A linear regression calculator is used to analyze the relationship between two variables. It helps determine how one variable (the independent variable) influences another (the dependent variable).
Linear regression assumes a linear relationship between the variables, represented by a straight line on a scatter plot. The calculator determines the best-fitting line through the data points, minimizing the overall distance between the line and the actual data points.
Linear Regression Example Chart
X (Independent) | Y (Dependent) |
---|---|
1 | 2 |
2 | 4 |
3 | 5 |
4 | 4 |
5 | 6 |
Linear Regression Formula
The linear regression formula is:
Y = mx + b
Where:
- Y is the dependent variable
- m is the slope of the line
- x is the independent variable
- b is the y-intercept
We can calculate the slope (m) and y-intercept (b) using the following formulas:
m = (n∑xy - ∑x∑y) / (n∑x² - (∑x)²)
b = (∑y - m∑x) / n
Where n is the number of data points.
How do you calculate the linear regression equation?
To calculate the linear regression equation:
Sum up all x values, y values, xy products, and x² values.
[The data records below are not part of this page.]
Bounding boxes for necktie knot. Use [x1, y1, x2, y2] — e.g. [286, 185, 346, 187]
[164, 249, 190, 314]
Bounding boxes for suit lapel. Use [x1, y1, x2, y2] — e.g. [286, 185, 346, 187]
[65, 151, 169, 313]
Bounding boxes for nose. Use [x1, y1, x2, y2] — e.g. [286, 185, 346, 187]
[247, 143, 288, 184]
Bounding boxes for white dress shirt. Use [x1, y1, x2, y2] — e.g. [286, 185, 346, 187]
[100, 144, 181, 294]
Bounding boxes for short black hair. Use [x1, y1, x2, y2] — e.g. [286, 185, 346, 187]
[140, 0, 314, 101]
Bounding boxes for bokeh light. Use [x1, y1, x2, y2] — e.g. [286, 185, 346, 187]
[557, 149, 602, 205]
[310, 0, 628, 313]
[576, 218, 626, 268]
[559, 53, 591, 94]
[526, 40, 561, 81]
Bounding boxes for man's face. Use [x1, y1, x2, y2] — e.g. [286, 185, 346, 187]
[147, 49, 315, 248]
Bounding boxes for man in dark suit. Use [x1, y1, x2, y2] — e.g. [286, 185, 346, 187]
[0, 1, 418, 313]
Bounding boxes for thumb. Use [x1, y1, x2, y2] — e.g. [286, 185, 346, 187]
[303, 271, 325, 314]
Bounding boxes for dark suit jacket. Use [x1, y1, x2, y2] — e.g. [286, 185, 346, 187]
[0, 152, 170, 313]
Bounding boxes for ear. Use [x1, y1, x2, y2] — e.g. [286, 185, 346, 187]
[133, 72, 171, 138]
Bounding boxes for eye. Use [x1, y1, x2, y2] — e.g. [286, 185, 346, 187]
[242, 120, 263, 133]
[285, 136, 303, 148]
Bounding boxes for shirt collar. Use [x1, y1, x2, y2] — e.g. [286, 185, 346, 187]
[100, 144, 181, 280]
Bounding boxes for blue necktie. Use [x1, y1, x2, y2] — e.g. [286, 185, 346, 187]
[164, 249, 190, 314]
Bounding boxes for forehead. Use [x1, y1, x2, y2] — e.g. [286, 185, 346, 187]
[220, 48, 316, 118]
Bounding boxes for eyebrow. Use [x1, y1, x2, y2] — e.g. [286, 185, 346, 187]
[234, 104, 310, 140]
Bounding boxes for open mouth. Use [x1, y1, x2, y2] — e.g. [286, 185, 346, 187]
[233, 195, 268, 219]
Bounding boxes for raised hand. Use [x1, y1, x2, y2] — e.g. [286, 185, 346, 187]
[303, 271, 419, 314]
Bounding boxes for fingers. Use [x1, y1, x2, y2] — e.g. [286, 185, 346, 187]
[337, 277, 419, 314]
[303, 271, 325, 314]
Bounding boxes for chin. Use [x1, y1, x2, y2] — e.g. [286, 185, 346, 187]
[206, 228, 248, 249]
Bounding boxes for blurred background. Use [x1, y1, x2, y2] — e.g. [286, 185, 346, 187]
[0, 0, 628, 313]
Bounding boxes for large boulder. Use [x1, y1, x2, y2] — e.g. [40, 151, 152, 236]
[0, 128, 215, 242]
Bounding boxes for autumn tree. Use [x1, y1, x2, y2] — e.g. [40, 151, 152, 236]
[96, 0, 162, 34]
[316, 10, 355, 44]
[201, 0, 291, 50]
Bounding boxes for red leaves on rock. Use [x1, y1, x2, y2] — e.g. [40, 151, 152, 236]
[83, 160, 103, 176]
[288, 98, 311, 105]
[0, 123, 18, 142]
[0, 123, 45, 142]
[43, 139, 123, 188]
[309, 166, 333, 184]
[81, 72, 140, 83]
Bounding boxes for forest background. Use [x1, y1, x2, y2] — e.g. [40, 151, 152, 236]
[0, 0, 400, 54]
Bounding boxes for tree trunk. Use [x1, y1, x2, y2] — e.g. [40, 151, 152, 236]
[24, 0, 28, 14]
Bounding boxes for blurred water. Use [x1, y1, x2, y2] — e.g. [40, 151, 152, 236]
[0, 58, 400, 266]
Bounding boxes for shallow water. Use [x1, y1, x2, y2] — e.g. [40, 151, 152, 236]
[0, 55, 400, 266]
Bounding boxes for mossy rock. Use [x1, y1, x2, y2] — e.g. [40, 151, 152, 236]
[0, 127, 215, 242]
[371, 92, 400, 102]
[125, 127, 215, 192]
Use these sums to calculate the slope (m) using the formula above.
Calculate the y-intercept (b) using the slope and the sums of x and y.
Plug the calculated m and b values into the equation Y = mx + b.
For our example data, after calculations, we might end up with an equation like:
Y = 0.8x + 1.6
This equation can be used to predict Y values for any given X value within the range of our data.